「あんた、いい顔してるねぇ!」と、その男は唸るように言いながら近づき一枚の紙片を僕に渡した。「前の駅から乗ったんだが、向かいに座ったんで描かせてもらったんだ。あんたにあげるよ」。そう言うと、ちょうど到着した駅でさっさと降りて行ってしまった。あわてて追いかけたが、帰宅ラッシュの人並みに紛れて見失ってしまった。15年ほど前の常磐線松戸駅での出来事だ。

 状況を考えると、その一辺が15cm程度の紙に赤茶色のコンテを使って荒々しいタッチで描かれているのはどうやら僕の顔のようだ。裏には表情の特徴をうまく捉えた別の人の似顔絵が全く違う柔らかいタッチで2つ描かれていた。

 その日、僕は会社の製品に不具合が見つかり、我孫子のお客さんのところに出向いて朝からお詫びと検品に追われた帰りだった。精神的にも肉体的にもへとへとに疲れていて、さぞ深刻な顔をしていたに違いない。だが、少なくとも彼に取っては、その時の僕の表情はネガティブなものではなかったようだ。

 人の顔は、目や鼻、耳と言った主要なセンサーが集まっているが、同時にその表情によって相手に自分の意思を伝える役割も担っている。相手を観察する目つきや仕草自体が、自分の表情となって相手に伝わる。一説によれば、人間の目に他の動物にはない白目部分があるのは、微妙な心情を伝えるために進化した結果だという。目元や口元の表情のほんのわずかな違いでも、相手に及ぼす影響は大きく変わってくる。

 そうした相手の反応は、反作用として自分に還ってくる。自分の表情一つで相手の気持ちを捉えたり、あるいは反感を買ったりもするのである。そうした相手の反応は無意識のうちに記憶に蓄えられ、それが自分の表情を次第に変えていくことになる。人の顔は決して持って生まれたものではなく、永年のコミュニケーションを通じて次第に造り上げられたものなのだ。顔にはその人がそれまで歩んできた人生が凝縮されていると言ってもよい。

 僕の机の前には、ある美術展で買ったレオナルド・ダ・ヴィンチの素描のポストカードが貼ってある。額が禿げ上がった晩年のダ・ヴィンチの自画像だ。目の下はたるみ、額には深い皺が刻まれ、そこにはもはや若かりし頃の颯爽とした天才の姿はない。だが、この絵はいつまで見ていても飽きる事がないのだ。

 静かにこちらに向けられた眼差しは哲学的な深さを秘めているが、その意図までは読み取れない。固く結ばれた口元から感じられるのは強い信念のようでもあり、単なる年寄りの頑固さのようでもある。見る度に全く異なる印象を受ける。だが、それこそまさに顔の本質であり、ダ・ヴィンチの描こうとしたものではないだろうか。顔にはその人の人生が重層的に積み重なっているのである。この肖像が怪しい生気を放っているのもそのために違いない。
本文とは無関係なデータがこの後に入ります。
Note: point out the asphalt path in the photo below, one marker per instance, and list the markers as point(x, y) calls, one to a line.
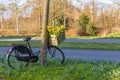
point(70, 40)
point(90, 55)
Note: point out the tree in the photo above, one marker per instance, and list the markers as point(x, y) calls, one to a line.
point(91, 29)
point(43, 53)
point(83, 21)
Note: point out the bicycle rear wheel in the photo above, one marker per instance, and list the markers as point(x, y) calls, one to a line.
point(56, 54)
point(12, 59)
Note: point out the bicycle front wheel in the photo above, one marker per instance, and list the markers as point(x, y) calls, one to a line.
point(56, 54)
point(12, 59)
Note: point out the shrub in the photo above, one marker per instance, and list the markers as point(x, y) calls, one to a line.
point(90, 29)
point(83, 21)
point(55, 30)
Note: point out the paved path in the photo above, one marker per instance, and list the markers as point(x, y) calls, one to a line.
point(84, 54)
point(94, 40)
point(71, 40)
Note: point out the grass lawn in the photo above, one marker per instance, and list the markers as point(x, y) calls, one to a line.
point(70, 70)
point(71, 45)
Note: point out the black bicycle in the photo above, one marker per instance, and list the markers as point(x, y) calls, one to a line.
point(21, 54)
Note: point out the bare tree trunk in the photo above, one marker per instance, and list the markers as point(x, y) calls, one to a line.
point(43, 53)
point(65, 14)
point(92, 14)
point(17, 25)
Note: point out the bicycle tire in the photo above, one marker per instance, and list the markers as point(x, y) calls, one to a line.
point(56, 54)
point(12, 60)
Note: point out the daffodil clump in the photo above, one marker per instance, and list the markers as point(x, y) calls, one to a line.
point(55, 30)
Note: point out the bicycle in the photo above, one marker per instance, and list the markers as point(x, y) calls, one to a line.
point(22, 54)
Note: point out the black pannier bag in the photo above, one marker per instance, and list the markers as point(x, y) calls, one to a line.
point(22, 49)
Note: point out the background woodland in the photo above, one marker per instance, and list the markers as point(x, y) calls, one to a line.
point(79, 18)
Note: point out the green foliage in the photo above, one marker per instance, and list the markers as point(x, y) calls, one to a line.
point(90, 29)
point(70, 70)
point(83, 21)
point(55, 30)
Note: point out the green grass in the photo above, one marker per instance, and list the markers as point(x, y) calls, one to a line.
point(70, 70)
point(71, 45)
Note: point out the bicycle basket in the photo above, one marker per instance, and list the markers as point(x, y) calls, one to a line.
point(57, 39)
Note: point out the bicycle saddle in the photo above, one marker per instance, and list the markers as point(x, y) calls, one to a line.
point(27, 38)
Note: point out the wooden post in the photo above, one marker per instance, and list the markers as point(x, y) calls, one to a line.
point(44, 36)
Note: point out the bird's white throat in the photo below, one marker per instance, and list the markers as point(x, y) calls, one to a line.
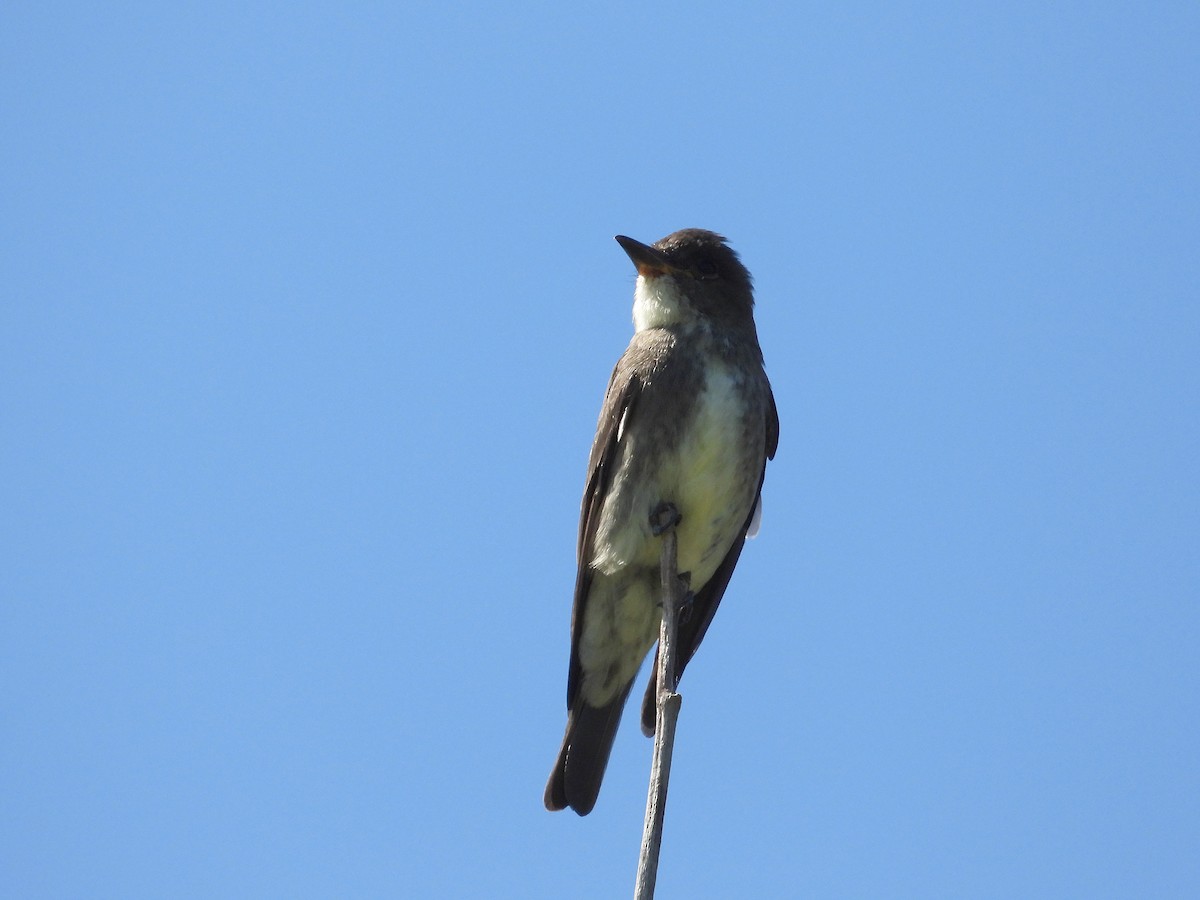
point(658, 303)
 それにしても、年老いたダ・ヴィンチの顔がこれほど魅力に溢れているのには励まされる。自分にもこれからもっといい顔になるチャンスが残されているのだから。

ベートーヴェンの「英雄」

 ベートーヴェンが33歳の時発表した交響曲第3番「英雄」は、それまでの常識を打ち破った音楽史上に輝く画期的な作品だ。
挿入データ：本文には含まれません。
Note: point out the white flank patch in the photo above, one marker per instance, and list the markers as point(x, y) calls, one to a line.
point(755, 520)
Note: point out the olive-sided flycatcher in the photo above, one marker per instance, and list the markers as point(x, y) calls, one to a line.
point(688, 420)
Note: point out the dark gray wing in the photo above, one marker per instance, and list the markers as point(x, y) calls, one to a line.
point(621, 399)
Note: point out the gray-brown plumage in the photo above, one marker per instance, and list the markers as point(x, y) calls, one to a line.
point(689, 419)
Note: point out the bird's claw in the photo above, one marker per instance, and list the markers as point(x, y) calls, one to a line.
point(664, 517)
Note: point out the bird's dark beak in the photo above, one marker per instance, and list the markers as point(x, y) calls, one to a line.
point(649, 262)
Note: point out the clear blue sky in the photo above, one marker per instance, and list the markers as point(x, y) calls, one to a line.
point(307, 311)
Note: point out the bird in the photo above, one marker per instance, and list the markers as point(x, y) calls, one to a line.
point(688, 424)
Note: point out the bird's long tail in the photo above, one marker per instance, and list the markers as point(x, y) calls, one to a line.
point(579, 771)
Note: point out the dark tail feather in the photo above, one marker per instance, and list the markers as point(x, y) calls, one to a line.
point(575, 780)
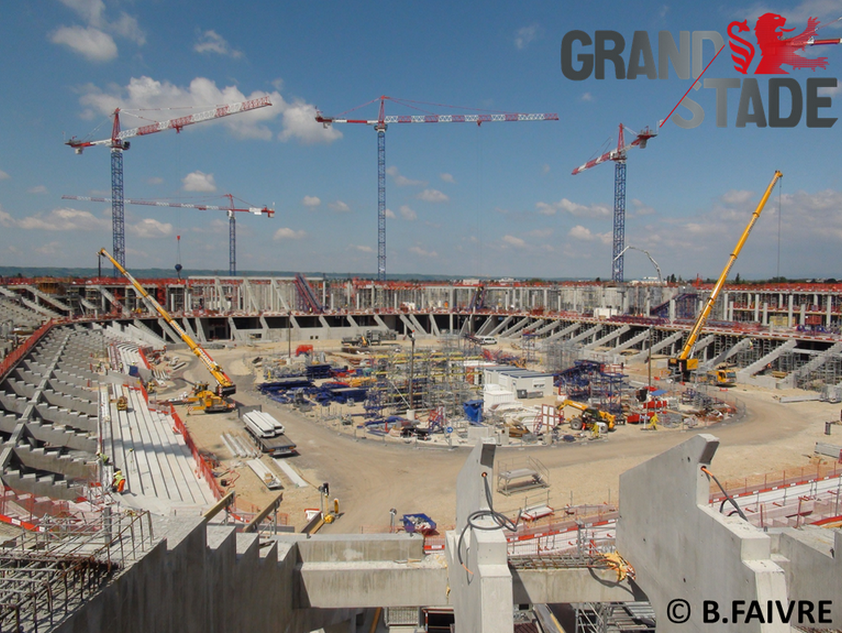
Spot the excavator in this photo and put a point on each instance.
(683, 366)
(203, 398)
(588, 417)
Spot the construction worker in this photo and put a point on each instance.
(118, 484)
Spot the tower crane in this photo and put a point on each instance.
(380, 125)
(118, 142)
(232, 222)
(618, 155)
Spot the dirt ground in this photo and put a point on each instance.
(370, 476)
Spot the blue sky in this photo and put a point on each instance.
(462, 200)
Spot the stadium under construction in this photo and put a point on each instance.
(175, 552)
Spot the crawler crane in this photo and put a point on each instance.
(682, 364)
(207, 400)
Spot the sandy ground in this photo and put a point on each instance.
(370, 476)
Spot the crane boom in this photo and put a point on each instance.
(683, 362)
(180, 205)
(382, 122)
(118, 135)
(225, 387)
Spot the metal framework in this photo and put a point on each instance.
(230, 209)
(381, 124)
(618, 155)
(118, 143)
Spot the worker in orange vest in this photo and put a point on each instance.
(118, 484)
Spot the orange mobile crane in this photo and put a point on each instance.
(682, 364)
(208, 401)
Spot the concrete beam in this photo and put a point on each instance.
(684, 550)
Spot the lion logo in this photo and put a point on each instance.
(775, 51)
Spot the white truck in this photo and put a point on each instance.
(268, 432)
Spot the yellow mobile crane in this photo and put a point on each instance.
(683, 364)
(209, 401)
(588, 417)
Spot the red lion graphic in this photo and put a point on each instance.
(742, 51)
(776, 51)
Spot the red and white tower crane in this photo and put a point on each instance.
(231, 209)
(119, 143)
(382, 122)
(618, 155)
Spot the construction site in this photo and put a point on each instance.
(304, 453)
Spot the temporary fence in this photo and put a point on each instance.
(773, 481)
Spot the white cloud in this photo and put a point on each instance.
(577, 210)
(198, 181)
(286, 233)
(63, 219)
(525, 35)
(212, 42)
(53, 248)
(144, 93)
(584, 234)
(94, 41)
(433, 195)
(422, 252)
(641, 209)
(151, 228)
(299, 120)
(403, 181)
(89, 42)
(407, 213)
(736, 196)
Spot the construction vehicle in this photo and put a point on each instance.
(208, 401)
(722, 376)
(683, 365)
(588, 417)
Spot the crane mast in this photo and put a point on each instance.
(232, 222)
(683, 363)
(225, 387)
(618, 155)
(380, 125)
(118, 143)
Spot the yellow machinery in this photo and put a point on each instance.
(208, 401)
(589, 416)
(721, 377)
(683, 364)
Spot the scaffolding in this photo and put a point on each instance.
(561, 355)
(45, 576)
(422, 380)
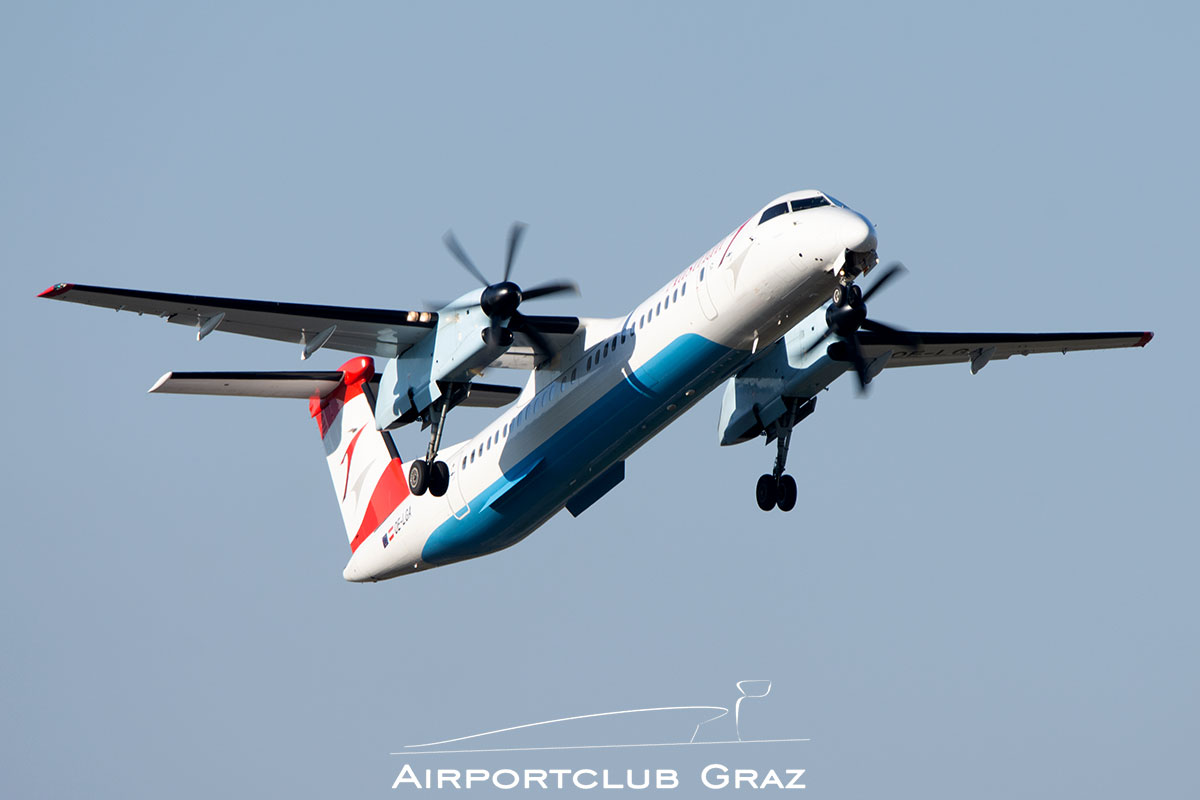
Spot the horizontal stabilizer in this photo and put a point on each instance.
(300, 385)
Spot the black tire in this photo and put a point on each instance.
(765, 493)
(439, 479)
(418, 476)
(787, 493)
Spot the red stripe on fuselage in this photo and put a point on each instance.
(389, 493)
(732, 240)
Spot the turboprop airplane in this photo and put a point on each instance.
(772, 312)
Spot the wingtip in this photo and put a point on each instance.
(157, 384)
(57, 289)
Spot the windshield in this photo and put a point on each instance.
(796, 205)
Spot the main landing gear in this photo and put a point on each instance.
(778, 489)
(431, 475)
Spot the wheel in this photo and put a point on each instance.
(786, 493)
(418, 476)
(765, 493)
(439, 479)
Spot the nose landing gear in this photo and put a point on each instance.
(778, 489)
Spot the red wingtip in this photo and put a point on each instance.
(57, 289)
(358, 370)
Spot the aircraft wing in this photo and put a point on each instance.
(303, 385)
(373, 331)
(978, 349)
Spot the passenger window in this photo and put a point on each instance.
(772, 212)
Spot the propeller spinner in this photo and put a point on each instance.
(501, 301)
(847, 313)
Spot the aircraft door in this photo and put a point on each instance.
(455, 497)
(702, 295)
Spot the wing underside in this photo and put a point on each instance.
(371, 331)
(303, 385)
(979, 348)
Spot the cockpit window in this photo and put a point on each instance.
(772, 212)
(809, 203)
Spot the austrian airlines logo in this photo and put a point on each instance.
(346, 459)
 その数年前から、彼は耳の病気に悩まされていた。誰よりも鋭敏な耳を誇り、誰よりもそれを必要とした音楽家にとって、それが与えた絶望と恐怖は想像に難くない。事実、彼は31歳の時、自分の弟宛に「ハイリゲンシュタットの遺書」を書いている。

 「英雄」の誕生は、その人生最大の危機を強靭な精神力で克服したベートヴェンの生き方の象徴のように言われている。僕もかつてはそう思っていた。だが、当時の彼の作品を改めて眺めてみると、どうもそれは後に作られたもっともらしい逸話のようだ。
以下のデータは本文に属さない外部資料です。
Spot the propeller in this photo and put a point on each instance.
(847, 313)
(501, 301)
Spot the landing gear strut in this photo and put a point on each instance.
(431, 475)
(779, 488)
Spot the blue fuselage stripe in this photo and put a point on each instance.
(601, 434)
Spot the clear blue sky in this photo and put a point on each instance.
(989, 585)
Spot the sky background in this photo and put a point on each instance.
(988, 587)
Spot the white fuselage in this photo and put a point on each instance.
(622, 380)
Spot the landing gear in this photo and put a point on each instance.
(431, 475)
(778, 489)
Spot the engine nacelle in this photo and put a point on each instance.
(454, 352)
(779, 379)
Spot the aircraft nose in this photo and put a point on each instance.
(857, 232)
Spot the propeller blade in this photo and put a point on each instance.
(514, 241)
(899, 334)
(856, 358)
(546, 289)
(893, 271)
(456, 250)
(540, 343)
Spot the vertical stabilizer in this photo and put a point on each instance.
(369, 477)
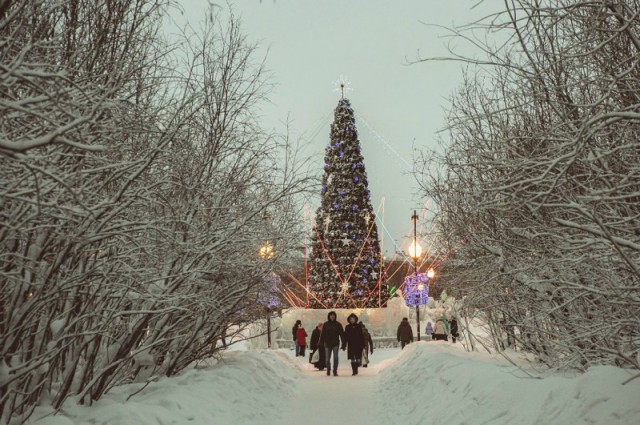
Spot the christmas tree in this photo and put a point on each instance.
(346, 265)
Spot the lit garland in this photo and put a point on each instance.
(416, 289)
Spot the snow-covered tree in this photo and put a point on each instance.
(538, 183)
(133, 182)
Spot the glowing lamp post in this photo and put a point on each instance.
(269, 300)
(416, 292)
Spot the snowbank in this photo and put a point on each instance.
(431, 381)
(427, 382)
(245, 388)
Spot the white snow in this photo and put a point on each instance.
(427, 382)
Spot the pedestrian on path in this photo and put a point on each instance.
(405, 333)
(429, 330)
(314, 345)
(446, 323)
(454, 329)
(331, 336)
(294, 332)
(354, 340)
(368, 346)
(301, 340)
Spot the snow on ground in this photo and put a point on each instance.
(427, 382)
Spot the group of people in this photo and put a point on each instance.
(328, 337)
(440, 332)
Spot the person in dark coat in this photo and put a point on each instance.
(454, 329)
(440, 331)
(368, 346)
(294, 331)
(330, 337)
(301, 340)
(354, 340)
(314, 344)
(405, 333)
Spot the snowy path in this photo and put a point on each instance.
(425, 383)
(322, 399)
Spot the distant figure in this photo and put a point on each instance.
(405, 333)
(354, 339)
(294, 331)
(331, 336)
(446, 323)
(368, 346)
(315, 346)
(429, 330)
(301, 341)
(454, 329)
(440, 332)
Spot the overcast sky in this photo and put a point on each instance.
(399, 107)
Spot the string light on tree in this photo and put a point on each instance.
(345, 238)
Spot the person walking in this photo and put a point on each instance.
(314, 345)
(294, 332)
(454, 329)
(331, 336)
(368, 346)
(301, 340)
(354, 340)
(429, 330)
(446, 323)
(440, 331)
(405, 333)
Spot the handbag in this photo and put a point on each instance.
(365, 357)
(315, 357)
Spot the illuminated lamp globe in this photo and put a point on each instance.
(266, 250)
(415, 250)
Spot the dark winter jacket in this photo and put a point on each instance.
(440, 328)
(294, 330)
(301, 336)
(332, 332)
(368, 342)
(353, 338)
(454, 327)
(314, 344)
(405, 333)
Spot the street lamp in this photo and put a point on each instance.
(415, 250)
(266, 252)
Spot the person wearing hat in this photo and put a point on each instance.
(301, 340)
(330, 337)
(315, 346)
(368, 346)
(405, 333)
(294, 331)
(354, 339)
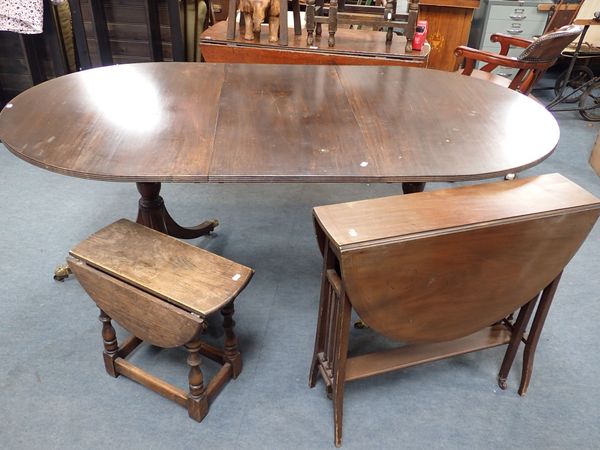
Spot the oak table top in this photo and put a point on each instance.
(189, 122)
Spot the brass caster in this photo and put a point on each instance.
(62, 272)
(502, 383)
(360, 325)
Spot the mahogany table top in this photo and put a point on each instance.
(191, 122)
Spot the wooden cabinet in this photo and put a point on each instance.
(449, 24)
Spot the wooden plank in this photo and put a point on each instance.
(196, 280)
(273, 145)
(403, 217)
(152, 382)
(223, 53)
(469, 4)
(151, 319)
(378, 363)
(365, 43)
 当代一のピアニストでもあったベートーヴェンは、ピアノ曲の分野では既に「悲壮」や「月光」などの名作を世に送り出していた。ピアノは彼の身体の一部であり、そこで涌き上がる楽想を曲にすることは比較的容易だったに違いない。だが、ピアノの表現力には限界があった。彼の強烈な主観はあくまでも主観の域に留まり、それ以上の発展は難しかった。

 彼がその真価を発揮したのは交響曲だった。言うまでもなく交響曲においては既にモーツァルトの傑作があった。その完璧な形式美はベートーヴェンの前に立ちはだかる巨大な壁だったに違いない。彼はそこにまだ実現されていないもの、自分にしか成し遂げられないものを見つけ出す必要があった。

 交響曲では異なる性格を持つさまざまな楽器を駆使でき、ピアノ曲に比べてはるかに複雑な構造を構築することが可能だった。ベートーヴェンは「英雄」に先立つ2つの交響曲において既に従来の古典的な様式を徹底的に研究し、それを自分のものにしていた。その堅牢な構造に加え、ピアノの前で繰り広げた涌き上がるような情熱を余すところなく取り込むことが、彼が新たな交響曲において成し遂げようとした最大の課題であった。前述の遺書が書かれた時期にも、彼は独自の音楽を確立すべく準備を着々と進めていたのである。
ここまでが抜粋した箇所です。